Im Verlauf der Schlussetappe ließ Kajetan Kajetanowicz erneut keinen Zweifel daran aufkommen, dass er mit dem zweiten Platz in der WRC3 nicht zufrieden sein würde. Am Sonntag wechselte er sich zunächst mit Skoda Markenkollege Chris Ingram darin ab, WRC3-Bestzeiten auf den Wertungsprüfungen zu fahren, und überholte daraufhin Yohan Rossel. Einmal in Führung liegend, verteidigten Kajetanowicz und Beifahrer Szczepaniak diese Position und sicherten sich nach ihrem Erfolg bei der Rallye Kroatien im vergangenen Monat den zweiten WRC3-Sieg in Folge. Damit rückt Kajetan Kajetanowicz auf den zweiten Platz in der WRC3-Gesamtwertung vor.

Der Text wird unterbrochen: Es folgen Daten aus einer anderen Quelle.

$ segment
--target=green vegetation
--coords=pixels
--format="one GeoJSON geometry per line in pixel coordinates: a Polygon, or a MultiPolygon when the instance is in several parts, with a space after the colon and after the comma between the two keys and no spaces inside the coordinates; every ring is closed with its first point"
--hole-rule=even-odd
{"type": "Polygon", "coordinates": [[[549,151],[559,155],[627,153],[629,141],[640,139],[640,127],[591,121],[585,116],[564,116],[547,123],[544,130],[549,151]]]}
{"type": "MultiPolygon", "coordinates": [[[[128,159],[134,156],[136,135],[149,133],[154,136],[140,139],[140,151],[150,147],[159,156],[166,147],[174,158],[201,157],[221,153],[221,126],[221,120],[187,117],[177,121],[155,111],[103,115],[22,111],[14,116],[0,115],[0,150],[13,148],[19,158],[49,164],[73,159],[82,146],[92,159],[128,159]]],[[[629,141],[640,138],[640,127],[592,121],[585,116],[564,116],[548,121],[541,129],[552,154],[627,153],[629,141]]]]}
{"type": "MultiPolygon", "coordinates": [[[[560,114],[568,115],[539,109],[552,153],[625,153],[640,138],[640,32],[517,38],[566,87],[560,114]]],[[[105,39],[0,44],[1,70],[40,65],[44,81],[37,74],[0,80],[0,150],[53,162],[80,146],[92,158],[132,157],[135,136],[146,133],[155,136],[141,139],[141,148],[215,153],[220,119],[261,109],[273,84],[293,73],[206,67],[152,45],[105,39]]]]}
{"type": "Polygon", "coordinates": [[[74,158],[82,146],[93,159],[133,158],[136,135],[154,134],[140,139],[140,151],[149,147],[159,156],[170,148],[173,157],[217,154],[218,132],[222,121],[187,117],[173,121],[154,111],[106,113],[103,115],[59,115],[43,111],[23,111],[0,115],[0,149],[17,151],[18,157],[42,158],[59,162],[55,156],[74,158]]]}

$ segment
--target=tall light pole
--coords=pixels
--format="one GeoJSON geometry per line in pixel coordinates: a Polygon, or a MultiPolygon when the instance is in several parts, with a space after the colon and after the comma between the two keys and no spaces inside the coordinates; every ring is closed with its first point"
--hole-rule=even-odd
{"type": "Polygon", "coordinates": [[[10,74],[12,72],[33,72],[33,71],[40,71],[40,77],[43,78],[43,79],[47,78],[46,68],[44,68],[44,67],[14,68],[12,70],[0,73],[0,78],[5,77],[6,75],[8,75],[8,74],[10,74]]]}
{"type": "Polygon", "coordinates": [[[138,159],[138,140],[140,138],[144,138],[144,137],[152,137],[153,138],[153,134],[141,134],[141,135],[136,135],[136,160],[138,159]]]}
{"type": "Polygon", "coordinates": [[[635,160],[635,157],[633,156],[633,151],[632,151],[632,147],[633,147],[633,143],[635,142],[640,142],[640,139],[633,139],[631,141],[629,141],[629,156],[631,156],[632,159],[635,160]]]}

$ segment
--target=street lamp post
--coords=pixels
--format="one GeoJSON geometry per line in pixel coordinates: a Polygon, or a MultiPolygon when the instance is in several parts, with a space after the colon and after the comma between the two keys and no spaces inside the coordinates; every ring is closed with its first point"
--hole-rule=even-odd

Hinter Rossel/Coria folgten Ingram/Whittock auf der dritten Position – das erste WRC3-Podium für die FIA Rallye-Europameister von 2019. Emil Lindholm/Reeta Hämäläinen erreichten wenigsten ein versöhnliches Ende der Rallye und erzielten die WRC3-Bestzeit in der abschließenden Powerstage.

Die WRC2-Gesamtführenden Andreas Mikkelsen/Ola Fløene mussten auf den Start bei der Rallye Portugal verzichten, weil Mikkelsen kurz zuvor positiv auf Corona getestet worden war. Ihre Teamkollegen Marco Bulacia (BOL) und Beifahrer Marcelo Der Ohannesian (ARG) zeigten eine solide Leistung. Die Südamerikaner belegten im Skoda Fabia Rally2 evo den sechsten Platz in der Kategorie WRC2.

Der nächste Lauf zur FIA Rallye-Weltmeisterschaft führt die Teams auf die Mittelmeerinsel Sardinien zur Rallye Italien (3. bis 6. Juni). Dann werden auch Mikkelsen/Fløene planmäßig wieder am Start sein. Voraussetzung ist, dass Mikkelsen sich bis dahin vollständig von seiner Corona-Infektion erholt und die erforderliche Freigabe erhalten hat.